Approximately 50% of Chinese patients with adenocarcinoma have EGFR mutations, and this rate is significantly higher than among Caucasians.23 In this context, the use of ICIs remains controversial for patients harboring EGFR mutation and resistance to TKIs. Several studies have suggested that tumors with genetic EGFR/ALK alterations respond less well to ICI therapy than tumors without genetic EGFR/ALK alterations.24, 25, 26 The present study revealed that genetic EGFR/ALK alterations were associated with RP in the univariate analysis, although this association disappeared in the multivariate analysis. Nevertheless, the lack of an independent association could be related to the small size of this patient subgroup. A previous study has revealed an inverse relationship between EGFR mutation and PD‐L1 expression,27 with EGFR mutations being associated with a lack of T cell infiltration and noninflammatory tumor microenvironment.28 These features may explain poor outcomes after starting immunotherapy for patients with EGFR mutations. For example, the ATLANTIC study evaluated durvalumab in patients harboring EGFR/ALK mutations with TKI resistance, and revealed ORRs of 12.2% at PD‐L1 expression of ≥25% and 3.6% at PD‐L1 expression of <25%.29 Thus, the clinical activity of durvalumab was encouraging in EGFR‐mutated tumors with PD‐L1 expression of ≥25%. However, several phase III studies have revealed inconsistent relationships between PD‐L1 expression level and the response to second‐line ICI treatment.1, 2, 3, 4 Our results also indicated that there was no significant relationship between PD‐L1 expression and RP. We did not include the tumor mutational burden in the present study, because it is complex to evaluate and not routinely used in clinical practice. While a previous study has suggested that the tumor mutational burden may be associated with smoking,30 we found that smoking history did not predict RP in the present study.

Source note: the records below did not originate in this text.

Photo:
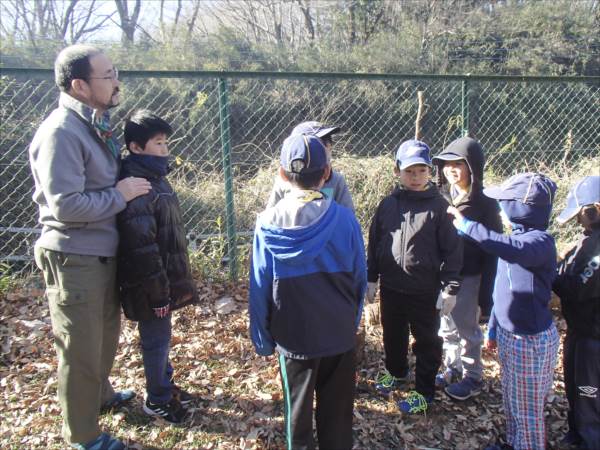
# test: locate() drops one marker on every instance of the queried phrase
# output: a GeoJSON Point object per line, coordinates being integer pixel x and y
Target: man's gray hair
{"type": "Point", "coordinates": [73, 63]}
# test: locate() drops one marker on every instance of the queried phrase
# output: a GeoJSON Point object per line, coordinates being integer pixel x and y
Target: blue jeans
{"type": "Point", "coordinates": [155, 337]}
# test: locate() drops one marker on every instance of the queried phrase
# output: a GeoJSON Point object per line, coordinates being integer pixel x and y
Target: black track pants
{"type": "Point", "coordinates": [401, 313]}
{"type": "Point", "coordinates": [581, 365]}
{"type": "Point", "coordinates": [333, 379]}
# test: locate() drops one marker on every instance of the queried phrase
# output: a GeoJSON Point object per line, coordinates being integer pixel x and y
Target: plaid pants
{"type": "Point", "coordinates": [527, 368]}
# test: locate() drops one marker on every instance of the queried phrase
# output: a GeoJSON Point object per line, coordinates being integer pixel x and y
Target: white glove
{"type": "Point", "coordinates": [371, 290]}
{"type": "Point", "coordinates": [445, 303]}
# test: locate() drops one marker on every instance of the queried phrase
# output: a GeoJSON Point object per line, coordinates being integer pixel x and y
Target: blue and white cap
{"type": "Point", "coordinates": [585, 192]}
{"type": "Point", "coordinates": [529, 188]}
{"type": "Point", "coordinates": [411, 153]}
{"type": "Point", "coordinates": [303, 153]}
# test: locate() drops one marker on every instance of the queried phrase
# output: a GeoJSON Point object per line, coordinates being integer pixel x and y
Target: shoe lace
{"type": "Point", "coordinates": [417, 402]}
{"type": "Point", "coordinates": [387, 379]}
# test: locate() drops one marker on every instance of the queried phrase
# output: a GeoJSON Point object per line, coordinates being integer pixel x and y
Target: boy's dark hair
{"type": "Point", "coordinates": [142, 126]}
{"type": "Point", "coordinates": [306, 180]}
{"type": "Point", "coordinates": [73, 63]}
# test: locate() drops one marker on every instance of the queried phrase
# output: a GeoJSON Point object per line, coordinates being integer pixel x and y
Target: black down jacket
{"type": "Point", "coordinates": [153, 264]}
{"type": "Point", "coordinates": [413, 246]}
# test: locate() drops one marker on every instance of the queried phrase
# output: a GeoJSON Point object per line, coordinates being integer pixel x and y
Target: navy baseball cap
{"type": "Point", "coordinates": [529, 188]}
{"type": "Point", "coordinates": [315, 129]}
{"type": "Point", "coordinates": [411, 153]}
{"type": "Point", "coordinates": [303, 153]}
{"type": "Point", "coordinates": [585, 192]}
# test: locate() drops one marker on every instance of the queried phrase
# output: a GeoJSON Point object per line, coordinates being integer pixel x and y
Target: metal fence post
{"type": "Point", "coordinates": [464, 106]}
{"type": "Point", "coordinates": [226, 151]}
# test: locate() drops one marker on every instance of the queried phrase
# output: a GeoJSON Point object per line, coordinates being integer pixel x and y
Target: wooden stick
{"type": "Point", "coordinates": [420, 114]}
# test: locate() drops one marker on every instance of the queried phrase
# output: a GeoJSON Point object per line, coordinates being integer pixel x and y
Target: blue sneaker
{"type": "Point", "coordinates": [448, 376]}
{"type": "Point", "coordinates": [102, 442]}
{"type": "Point", "coordinates": [466, 388]}
{"type": "Point", "coordinates": [387, 383]}
{"type": "Point", "coordinates": [415, 403]}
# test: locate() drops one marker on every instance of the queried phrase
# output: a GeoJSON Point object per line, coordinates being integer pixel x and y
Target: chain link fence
{"type": "Point", "coordinates": [229, 128]}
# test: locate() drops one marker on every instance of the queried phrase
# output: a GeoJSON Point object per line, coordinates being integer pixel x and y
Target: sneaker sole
{"type": "Point", "coordinates": [456, 397]}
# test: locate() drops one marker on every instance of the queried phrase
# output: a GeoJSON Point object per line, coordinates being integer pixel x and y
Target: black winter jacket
{"type": "Point", "coordinates": [413, 246]}
{"type": "Point", "coordinates": [578, 286]}
{"type": "Point", "coordinates": [153, 265]}
{"type": "Point", "coordinates": [476, 207]}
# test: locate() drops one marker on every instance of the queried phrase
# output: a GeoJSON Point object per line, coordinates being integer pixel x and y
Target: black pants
{"type": "Point", "coordinates": [333, 379]}
{"type": "Point", "coordinates": [581, 365]}
{"type": "Point", "coordinates": [399, 313]}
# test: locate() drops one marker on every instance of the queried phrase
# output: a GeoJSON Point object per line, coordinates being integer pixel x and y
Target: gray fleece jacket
{"type": "Point", "coordinates": [75, 175]}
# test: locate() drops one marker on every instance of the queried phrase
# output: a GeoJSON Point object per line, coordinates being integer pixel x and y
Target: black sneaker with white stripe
{"type": "Point", "coordinates": [185, 398]}
{"type": "Point", "coordinates": [171, 411]}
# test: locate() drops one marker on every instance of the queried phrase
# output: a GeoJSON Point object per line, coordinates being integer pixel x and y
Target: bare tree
{"type": "Point", "coordinates": [128, 23]}
{"type": "Point", "coordinates": [65, 22]}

The present study also has some important limitations. First, the retrospective single‐center design and small sample size are associated with risks of bias. Second, further confirmation is needed regarding whether our definition of RP is feasible and practical. Third, additional studies are needed to further identify and validate factors that can predict the response to ICI treatment in patients with NSCLC.

In conclusion, we found that RP was a common response pattern to second‐line or later single‐agent ICI treatment for NSCLC, and that RP was associated with significantly decreased PFS and OS. These findings may help guide the use of immunotherapy for NSCLC in routine clinical practice. For example, care is needed when selecting ICI monotherapy for NSCLC patients with risk factors for RP, and further studies are needed to better understand the mechanism of RP in patients with NSCLC.

Disclosure

The authors declare that there are no conflicts of interest.